Photo caption (above): In front of the GPO at St. Patrick’s Festival Parade
By Peter Makem
Back in the sixties I remember the St. Patrick’s day parade in Dublin as quite a solemn event with bands and procession marching through O’Connell Street. Then in 1996, the notion of the St Patrick’s Day Festival was launched and suddenly colour and extravaganza blossomed all over Dublin and this single day bloomed into a five-day celebration of everything that could be celebrated.
The parade had become international with a vengeance, miles of dragons and fantastic images and from somewhere amid the fantasia, St. Patrick himself always appeared, happy as ever, blessing all around him, waving to the masses as a global audience watched on and potential tourists thought — this is place to be!
In the twenty years since the nineties, the five-day spread became a tourist money spinner. Everything specifically Irish was on display, hotels flourished and so on. But just when people thought we had dregged the deeps of Irishness, of all that our culture could give, the notion of a month-long St. Patrick’s Festival has just taken root.
Apparently, as the thinking goes, Ireland’s cultural contribution to the world in literature and music and dance and painting is a much vaster subject than already stated. Then there is everything else, from holy wells to monastic sites, old castles, old prisons, lectures on thousands of related topics in what amounts to an annual international Month of Ireland extravaganza. Driven by the ever growing requirement for self worth, sense of destiny, a measure of escapism and the mystical sight of dollars pouring into the land, I strongly await this development.
Sometimes I wish St.
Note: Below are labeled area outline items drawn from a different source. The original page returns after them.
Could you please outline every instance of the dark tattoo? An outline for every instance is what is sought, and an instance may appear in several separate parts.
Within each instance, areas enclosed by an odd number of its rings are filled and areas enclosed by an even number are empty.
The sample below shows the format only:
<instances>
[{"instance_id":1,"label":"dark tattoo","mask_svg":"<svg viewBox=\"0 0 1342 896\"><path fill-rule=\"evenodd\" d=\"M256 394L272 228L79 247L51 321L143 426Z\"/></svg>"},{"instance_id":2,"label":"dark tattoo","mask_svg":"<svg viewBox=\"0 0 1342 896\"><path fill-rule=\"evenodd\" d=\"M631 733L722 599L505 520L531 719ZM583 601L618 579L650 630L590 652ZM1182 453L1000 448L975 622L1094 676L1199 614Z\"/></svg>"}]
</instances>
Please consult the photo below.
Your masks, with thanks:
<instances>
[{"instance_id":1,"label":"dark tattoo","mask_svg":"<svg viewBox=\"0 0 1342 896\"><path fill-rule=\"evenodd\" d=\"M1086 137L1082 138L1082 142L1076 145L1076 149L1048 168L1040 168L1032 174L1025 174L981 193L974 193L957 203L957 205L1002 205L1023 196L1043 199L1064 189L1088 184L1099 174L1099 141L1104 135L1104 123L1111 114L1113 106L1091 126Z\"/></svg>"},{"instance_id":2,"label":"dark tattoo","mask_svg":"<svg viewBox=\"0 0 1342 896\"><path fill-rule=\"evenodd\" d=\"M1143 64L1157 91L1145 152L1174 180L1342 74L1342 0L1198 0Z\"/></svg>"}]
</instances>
Patrick had kept a diary and it had been found somewhere recently, totally intact and legible. I want to know he actually lived, his total human side. I want to read about his visit to Croagh Patrick — a mountain in Mayo later named in his honour — and his intention to spend Lent on top of it. Unfortunately, as the diary tells, he could only climb a few hundred feet as an old knee injury from his youth forced him to turn back. In fact, this injury was sustained on a early morning climb up Slemish in his days of slavery under Muilchu searching for lost sheep.
I want to read how, in fact, he didn’t immerse himself up to the knees for forty days and nights in Lough Derg as the story was passed on. He did admit he tried it but after a few hours in a bitter March day found his limbs grow senseless and was rescued by a travelling minstrel who brought him to his house and treated him for hypothermia, singing him back to full health.
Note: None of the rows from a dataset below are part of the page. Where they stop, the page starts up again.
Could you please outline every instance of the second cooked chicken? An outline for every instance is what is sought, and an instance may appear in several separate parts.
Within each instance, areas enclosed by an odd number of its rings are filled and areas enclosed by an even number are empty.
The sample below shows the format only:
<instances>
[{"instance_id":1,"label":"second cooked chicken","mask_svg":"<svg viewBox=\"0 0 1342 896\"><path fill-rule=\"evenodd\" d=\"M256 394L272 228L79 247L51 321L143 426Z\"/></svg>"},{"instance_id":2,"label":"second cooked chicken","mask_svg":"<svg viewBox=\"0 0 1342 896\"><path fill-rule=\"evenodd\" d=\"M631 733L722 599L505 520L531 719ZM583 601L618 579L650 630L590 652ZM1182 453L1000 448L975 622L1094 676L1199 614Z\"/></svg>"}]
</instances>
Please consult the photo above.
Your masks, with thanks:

I want to read about his oratorical powers, his political insight of converting the chieftains first and then approach the people, his actual imagery of the shamrock. I noticed there was no mention of snakes, but he did mention seeing Barbary apes which had been brought by sailors from Spain.
I also noticed that he spoke of having to hide from various enemies and of several attempts to force him to go back to England “where he came from” and to stop annoying the people. The diary revealed that he was quite a big man and had no problem looking after himself if physically attacked.
But entries show he was very intelligent in his mission and made sure that he did not dismiss the deep-rooted Celtic pagan beliefs but set them in a fresh context, preserving what was profound for the people and adding fresh profundity. But that bad knee did him no favours which is why he travelled by river and sea from place to place rather than land.
In vain I looked for a prophesy that one day there would be a whole month dedicated to his memory based in a city not yet built.